Background: Progesterone (PROG) has been shown to reduce the risk of developing ovarian carcinoma in postmenopausal women who have undergone estrogen and progestogen replacement therapy, and it has been clinically used to treat some types of ovarian tumors. It is not yet clear whether or not the antitumor activity of progestogen is due to its ability to induce apoptosis in precarcinomatous and carcinomatous ovarian cells. The apoptosis-related genes p53, bcl-2, and c-myc have important roles in the regulation of programmed cell death, and thus may be involved in the process of the suspected PROG-induced apoptosis.
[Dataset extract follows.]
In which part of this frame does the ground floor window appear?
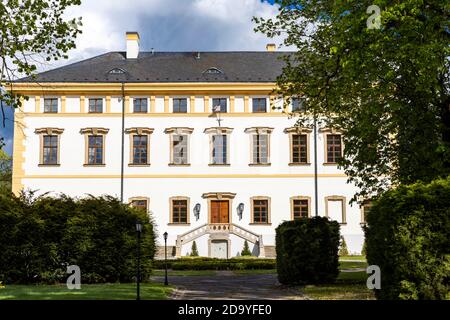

Methods: Antiproliferation effects of PROG on 3AO and AO ovarian carcinoma cells were determined by 3H-thymidine incorporation. Apoptosis of the PROG-treated cells was determined by DNA laddering analysis and was quantitated by both nuclear condensation and flow cytometry after cells were stained with propidium iodide. Cell cycle analysis was also performed by flow cytometry. The expression of p53, bcl-2, and c-myc after 72 hours of PROG treatment was detected by Northern blot analysis.
Results: In both 3AO and AO cell lines, cells proliferation was maximally inhibited by PROG after 72 hours of treatment at 10 microM concentration. Under the same conditions, more than 50% of PROG-treated cells had undergone apoptosis, whereas less than 3% of the cells were apoptotic in untreated cell cultures. After exposure to PROG for 72 hours, cells were arrested in the G1 phase of the cell cycle, and the levels of p53 mRNA were remarkably increased in both cell lines. No changes in expression of bcl-2 or c-myc were detected.
Conclusions: PROG significantly inhibited cell proliferation and induced apoptosis in both of the ovarian carcinoma cell lines tested in this study. PROG treatment markedly up-regulated p53 expression in these cells, indicating involvement of p53 in PROG-induced apoptosis.